Stage No. 5. We insulate the ceiling

This procedure is also performed using a similar technology, but some differences still occur.

  1. First, make a marking along which the hangers for attaching the guides will be installed.
  2. Install the hangers themselves necessary to fix the guides (for the latter, use a galvanized profile or timber).

  3. In appropriate places, cut small holes in the insulator (foam or EPS) for hangers.

  4. Next, secure the insulation boards using the same mounting foam.

If the insulation weighs too much, you can use dowels for fastening. Blow out the cracks with foam. Otherwise there are no significant differences.

Finishing features

In most cases, balconies are lined from the inside with clapboard or profile, but plasterboard is also used, followed by wallpapering. PVC panels are also used for cladding. Concerning exterior finishing, then it is better to entrust it to professionals, especially if your apartment is located higher than on the ground floor.

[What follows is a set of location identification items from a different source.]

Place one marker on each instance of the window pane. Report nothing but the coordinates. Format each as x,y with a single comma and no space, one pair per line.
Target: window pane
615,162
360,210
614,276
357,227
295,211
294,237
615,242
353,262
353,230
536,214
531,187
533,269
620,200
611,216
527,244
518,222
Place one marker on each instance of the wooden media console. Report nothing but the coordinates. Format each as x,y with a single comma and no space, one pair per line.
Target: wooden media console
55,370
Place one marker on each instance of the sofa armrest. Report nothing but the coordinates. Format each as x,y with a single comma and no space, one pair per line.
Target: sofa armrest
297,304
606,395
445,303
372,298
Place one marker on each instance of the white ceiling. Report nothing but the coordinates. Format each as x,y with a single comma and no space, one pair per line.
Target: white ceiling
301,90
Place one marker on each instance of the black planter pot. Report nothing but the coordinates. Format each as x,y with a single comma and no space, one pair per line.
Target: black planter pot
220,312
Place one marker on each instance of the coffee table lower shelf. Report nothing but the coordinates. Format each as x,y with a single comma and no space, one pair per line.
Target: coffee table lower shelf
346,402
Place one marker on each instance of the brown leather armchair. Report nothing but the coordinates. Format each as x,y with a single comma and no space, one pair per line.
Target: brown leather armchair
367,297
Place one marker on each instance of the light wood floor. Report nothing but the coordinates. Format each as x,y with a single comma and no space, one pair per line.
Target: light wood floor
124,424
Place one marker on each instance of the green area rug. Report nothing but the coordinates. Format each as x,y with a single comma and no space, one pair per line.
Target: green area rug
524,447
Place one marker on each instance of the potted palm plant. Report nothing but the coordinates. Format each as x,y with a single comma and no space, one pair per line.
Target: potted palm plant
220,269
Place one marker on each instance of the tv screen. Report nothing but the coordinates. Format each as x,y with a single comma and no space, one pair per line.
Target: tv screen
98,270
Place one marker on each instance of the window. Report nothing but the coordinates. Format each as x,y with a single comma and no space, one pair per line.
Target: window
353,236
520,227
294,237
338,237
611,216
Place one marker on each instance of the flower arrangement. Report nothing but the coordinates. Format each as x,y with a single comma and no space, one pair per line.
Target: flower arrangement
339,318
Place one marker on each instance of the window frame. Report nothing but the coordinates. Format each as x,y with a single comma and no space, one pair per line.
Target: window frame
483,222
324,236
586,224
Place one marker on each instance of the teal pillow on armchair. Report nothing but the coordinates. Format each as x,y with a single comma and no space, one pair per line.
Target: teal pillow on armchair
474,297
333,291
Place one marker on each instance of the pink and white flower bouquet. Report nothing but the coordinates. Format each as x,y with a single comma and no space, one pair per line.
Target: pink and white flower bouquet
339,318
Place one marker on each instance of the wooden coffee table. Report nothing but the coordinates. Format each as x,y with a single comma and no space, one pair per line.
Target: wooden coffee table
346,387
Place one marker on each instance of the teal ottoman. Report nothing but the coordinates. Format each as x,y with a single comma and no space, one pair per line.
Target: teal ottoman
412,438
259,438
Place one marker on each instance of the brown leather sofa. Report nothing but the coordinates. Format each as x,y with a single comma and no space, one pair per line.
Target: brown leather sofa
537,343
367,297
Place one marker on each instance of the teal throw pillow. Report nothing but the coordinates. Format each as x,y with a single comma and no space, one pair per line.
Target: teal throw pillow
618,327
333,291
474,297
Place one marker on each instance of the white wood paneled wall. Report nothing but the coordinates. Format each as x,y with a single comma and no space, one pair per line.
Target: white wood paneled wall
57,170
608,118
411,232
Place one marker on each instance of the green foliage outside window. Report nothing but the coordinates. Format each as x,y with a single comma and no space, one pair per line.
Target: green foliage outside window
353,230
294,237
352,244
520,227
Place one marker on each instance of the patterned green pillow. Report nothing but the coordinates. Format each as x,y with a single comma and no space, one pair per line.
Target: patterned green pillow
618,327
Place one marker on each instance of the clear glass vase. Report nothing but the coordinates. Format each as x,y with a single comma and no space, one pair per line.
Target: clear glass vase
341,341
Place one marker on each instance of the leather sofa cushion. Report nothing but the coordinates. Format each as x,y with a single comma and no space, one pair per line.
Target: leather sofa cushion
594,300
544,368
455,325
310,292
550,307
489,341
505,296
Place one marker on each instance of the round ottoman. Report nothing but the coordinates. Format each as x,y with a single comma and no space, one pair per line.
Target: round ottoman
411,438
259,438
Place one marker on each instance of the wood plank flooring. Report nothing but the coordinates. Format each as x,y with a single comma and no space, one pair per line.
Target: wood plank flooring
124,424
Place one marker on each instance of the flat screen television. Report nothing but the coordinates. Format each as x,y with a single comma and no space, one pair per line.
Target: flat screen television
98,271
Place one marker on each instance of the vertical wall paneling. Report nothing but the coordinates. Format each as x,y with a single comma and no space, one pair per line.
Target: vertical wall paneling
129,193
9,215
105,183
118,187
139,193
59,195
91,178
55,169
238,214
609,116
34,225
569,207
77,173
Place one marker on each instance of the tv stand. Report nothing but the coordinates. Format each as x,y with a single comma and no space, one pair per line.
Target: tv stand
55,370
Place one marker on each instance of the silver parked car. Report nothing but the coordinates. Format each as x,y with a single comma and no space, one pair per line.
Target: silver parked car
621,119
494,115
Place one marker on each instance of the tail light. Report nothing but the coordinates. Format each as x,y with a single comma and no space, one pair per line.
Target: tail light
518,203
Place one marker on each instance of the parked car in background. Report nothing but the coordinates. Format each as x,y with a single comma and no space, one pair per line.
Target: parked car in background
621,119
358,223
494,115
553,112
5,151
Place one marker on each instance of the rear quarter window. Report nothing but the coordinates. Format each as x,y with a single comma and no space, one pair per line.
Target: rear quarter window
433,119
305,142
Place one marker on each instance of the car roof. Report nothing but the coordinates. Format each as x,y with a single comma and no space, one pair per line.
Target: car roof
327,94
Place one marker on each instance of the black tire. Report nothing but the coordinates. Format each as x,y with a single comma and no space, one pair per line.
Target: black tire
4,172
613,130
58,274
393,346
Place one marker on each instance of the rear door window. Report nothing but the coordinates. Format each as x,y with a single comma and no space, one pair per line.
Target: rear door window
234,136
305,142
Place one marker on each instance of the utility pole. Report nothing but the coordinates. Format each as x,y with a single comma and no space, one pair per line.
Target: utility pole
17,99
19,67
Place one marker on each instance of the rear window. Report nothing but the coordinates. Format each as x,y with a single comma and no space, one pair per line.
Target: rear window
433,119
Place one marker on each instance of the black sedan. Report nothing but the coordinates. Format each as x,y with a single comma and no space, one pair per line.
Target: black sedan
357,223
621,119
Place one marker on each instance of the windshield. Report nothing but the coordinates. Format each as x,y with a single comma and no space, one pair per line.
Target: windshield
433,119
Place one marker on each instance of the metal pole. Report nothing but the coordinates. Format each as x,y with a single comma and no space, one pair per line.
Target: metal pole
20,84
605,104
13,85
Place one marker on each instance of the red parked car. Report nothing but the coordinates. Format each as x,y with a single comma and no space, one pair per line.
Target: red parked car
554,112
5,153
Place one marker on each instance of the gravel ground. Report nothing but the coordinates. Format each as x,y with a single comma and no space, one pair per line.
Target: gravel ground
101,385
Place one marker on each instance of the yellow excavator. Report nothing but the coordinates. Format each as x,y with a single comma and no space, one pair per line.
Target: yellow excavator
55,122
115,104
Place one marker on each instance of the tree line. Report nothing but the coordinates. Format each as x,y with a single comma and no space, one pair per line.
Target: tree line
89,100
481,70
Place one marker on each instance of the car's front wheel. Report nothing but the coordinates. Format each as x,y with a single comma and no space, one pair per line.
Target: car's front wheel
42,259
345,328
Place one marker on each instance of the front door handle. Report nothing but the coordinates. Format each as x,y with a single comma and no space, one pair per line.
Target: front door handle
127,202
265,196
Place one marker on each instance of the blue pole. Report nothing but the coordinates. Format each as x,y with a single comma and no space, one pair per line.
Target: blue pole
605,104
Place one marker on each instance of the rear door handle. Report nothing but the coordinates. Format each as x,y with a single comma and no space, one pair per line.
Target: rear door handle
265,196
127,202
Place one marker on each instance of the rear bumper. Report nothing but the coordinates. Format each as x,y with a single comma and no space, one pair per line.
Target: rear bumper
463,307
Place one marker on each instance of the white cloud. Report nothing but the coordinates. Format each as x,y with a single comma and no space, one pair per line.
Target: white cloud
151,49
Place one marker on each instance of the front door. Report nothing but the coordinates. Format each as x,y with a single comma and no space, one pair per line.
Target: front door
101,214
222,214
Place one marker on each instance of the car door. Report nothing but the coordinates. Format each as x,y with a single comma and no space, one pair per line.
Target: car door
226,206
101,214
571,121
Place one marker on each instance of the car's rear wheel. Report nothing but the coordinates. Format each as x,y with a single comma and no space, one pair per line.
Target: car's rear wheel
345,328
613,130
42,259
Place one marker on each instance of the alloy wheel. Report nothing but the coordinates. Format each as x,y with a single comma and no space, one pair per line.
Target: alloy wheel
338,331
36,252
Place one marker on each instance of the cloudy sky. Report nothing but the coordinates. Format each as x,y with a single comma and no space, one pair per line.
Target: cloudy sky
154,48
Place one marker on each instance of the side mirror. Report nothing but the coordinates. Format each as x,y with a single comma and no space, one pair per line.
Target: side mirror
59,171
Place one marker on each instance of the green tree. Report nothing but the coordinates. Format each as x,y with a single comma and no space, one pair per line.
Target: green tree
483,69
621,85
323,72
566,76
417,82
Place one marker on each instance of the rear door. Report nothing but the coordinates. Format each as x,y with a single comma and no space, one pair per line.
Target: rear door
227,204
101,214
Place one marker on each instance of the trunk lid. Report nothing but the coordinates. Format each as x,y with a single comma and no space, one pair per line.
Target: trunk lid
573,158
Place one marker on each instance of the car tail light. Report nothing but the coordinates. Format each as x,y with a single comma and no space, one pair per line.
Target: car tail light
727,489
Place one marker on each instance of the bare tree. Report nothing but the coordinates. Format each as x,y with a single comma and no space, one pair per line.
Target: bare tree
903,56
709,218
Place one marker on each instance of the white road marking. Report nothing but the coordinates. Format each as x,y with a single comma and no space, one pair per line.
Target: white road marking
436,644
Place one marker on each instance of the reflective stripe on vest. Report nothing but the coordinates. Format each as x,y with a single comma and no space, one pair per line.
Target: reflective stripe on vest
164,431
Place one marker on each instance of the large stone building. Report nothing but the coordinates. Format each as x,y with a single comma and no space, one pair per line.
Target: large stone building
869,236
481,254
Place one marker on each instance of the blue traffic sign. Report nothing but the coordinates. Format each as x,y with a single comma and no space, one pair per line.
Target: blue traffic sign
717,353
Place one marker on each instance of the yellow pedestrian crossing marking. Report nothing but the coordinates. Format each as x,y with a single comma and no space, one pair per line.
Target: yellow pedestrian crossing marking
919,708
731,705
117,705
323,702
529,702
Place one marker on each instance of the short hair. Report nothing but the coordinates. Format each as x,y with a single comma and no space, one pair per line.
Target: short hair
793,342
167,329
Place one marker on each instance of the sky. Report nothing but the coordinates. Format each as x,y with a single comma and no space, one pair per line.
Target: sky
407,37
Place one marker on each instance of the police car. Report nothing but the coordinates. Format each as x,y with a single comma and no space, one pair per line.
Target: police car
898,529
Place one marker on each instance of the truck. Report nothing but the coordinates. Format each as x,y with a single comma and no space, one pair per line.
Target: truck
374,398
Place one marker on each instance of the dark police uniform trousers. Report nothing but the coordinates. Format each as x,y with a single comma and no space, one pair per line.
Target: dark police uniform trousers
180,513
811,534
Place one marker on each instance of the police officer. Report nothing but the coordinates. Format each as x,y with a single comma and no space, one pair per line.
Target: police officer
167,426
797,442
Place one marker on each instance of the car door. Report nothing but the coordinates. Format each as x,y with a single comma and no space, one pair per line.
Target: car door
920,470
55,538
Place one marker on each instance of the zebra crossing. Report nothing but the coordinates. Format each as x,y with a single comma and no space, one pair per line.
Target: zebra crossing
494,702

Important information! It is prohibited to install central heating there, so if additional heating is required, you can lay a film “warm floor” under the linoleum.

You can also install an outlet on the balcony to which you can connect electric heater. The described room is small, so heating will take a minimum of time. We also note that the double-glazed window weighs quite a lot, so the remaining materials (including the insulator itself) must be of minimal weight. By the way, this is another reason why it is better to give preference to EPS or foam boards.

Video - Instructions for insulating a balcony

Now you know about the strong and weaknesses materials suitable for insulating a balcony, as well as technologies for laying polystyrene foam and expanded clay. Therefore, it's time to get to work! Moreover, there is nothing complicated here if you are armed with step-by-step instructions and all necessary materials. If you do everything correctly, you will turn the balcony into a full-fledged living room with all the ensuing advantages.